Germán understands the weight of this history, and as promised, she delivered practical, sustainable, and flexible ways for educators, students, and other learning community members to flourish. As she guided us through the various ways in which current myths in education that are packaged as helping all students can, in fact, perpetuate the horrors of our nation’s educational past, she asked us to reframe our approaches to these dangerous paths, and offers ways in which we can prevent the harm from spreading. One example includes standing up and speaking out against English Only practices. She explained, “Parents stop teaching in their cultural and home language, because they want their children to succeed in school. These children are not illiterate or lacking in linguistic skills. They have skills. How can our schools be places that acknowledge and celebrate these as strengths?” Collective nods circulated the room. The urgency to act grew as she asked, “How do our rules and practices continue cultural genocidal practices?” Without skipping a beat, she provided spaces where educators can find practical, vetted, and reputable sources to help us learn more and take practical steps towards cultivating just and inclusive educational spaces. Her list includes visiting the Learning for Justice website for educational resources, her latest book, Textured Teaching, and consulting with local community spaces. Before she closed, Germán remained true to her word; she once again acknowledged the challenges educators face when they speak up or work towards implementing culturally inclusive educational practices. She highlighted the power our words hold. She said, “Call it [just teaching practices] kindness if you need to” because any rules or practices that harm specific groups of children by way of exclusion, cultural erasure, or linguistic oppression “move[s] against the human instinct [and] human nature to be kind to others.”

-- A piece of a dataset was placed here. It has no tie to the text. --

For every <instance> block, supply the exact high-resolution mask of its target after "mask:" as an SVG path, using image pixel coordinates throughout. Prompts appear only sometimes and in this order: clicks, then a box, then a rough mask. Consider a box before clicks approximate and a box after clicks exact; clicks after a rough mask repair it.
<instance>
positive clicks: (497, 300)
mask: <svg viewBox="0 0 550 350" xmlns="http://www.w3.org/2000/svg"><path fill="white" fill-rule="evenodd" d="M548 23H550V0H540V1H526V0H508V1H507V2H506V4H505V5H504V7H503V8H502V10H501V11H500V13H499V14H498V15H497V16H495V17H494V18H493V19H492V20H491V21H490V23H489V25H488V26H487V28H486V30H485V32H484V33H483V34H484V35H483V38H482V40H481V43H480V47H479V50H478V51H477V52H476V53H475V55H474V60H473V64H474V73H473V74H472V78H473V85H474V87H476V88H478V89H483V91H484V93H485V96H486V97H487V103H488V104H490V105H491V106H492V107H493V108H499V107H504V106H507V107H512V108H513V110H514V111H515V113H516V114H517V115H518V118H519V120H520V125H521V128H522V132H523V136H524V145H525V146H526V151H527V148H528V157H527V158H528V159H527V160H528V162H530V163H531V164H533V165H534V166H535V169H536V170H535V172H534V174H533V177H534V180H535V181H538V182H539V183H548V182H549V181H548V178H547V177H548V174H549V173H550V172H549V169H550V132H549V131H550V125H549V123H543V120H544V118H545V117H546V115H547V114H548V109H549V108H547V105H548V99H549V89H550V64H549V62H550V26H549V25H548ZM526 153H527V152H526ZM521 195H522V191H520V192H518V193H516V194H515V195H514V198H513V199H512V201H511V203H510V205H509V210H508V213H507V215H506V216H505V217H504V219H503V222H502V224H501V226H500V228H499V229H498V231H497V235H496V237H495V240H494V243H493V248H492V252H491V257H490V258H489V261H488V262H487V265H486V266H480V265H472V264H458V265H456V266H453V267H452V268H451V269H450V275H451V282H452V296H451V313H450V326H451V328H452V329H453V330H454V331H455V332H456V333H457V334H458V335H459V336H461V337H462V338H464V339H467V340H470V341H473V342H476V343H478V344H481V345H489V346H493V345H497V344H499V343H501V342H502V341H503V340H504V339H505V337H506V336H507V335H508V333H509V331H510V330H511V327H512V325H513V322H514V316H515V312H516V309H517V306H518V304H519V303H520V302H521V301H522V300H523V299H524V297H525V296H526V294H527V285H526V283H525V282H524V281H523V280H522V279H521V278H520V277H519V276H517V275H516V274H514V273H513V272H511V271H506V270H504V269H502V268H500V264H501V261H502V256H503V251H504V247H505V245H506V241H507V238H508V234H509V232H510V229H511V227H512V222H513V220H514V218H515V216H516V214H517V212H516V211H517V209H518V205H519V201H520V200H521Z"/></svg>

What mighty seeds Lorena Germán has planted for us all. I wonder what will happen when we nurture them? I long to see how bountiful they will be when they bloom.
Holly Spinelli is an advocate for equality through anti-racist, anti-bias, and anti-oppressive facilitation within and beyond the classroom. She continues to cultivate community-inspired work as an English teacher at Monroe-Woodbury High School in Central Valley, New York, and as an adjunct instructor in the English Department at SUNY Orange County Community College. She is an Academy for Teachers fellow and served two terms as an active member of the National Council of Teachers of English Committee Against Racism and Bias in the Teaching of English. She is currently an NCTE Open Educational Resources Fellow (2023). She is excited to be part of the NYSEC executive board.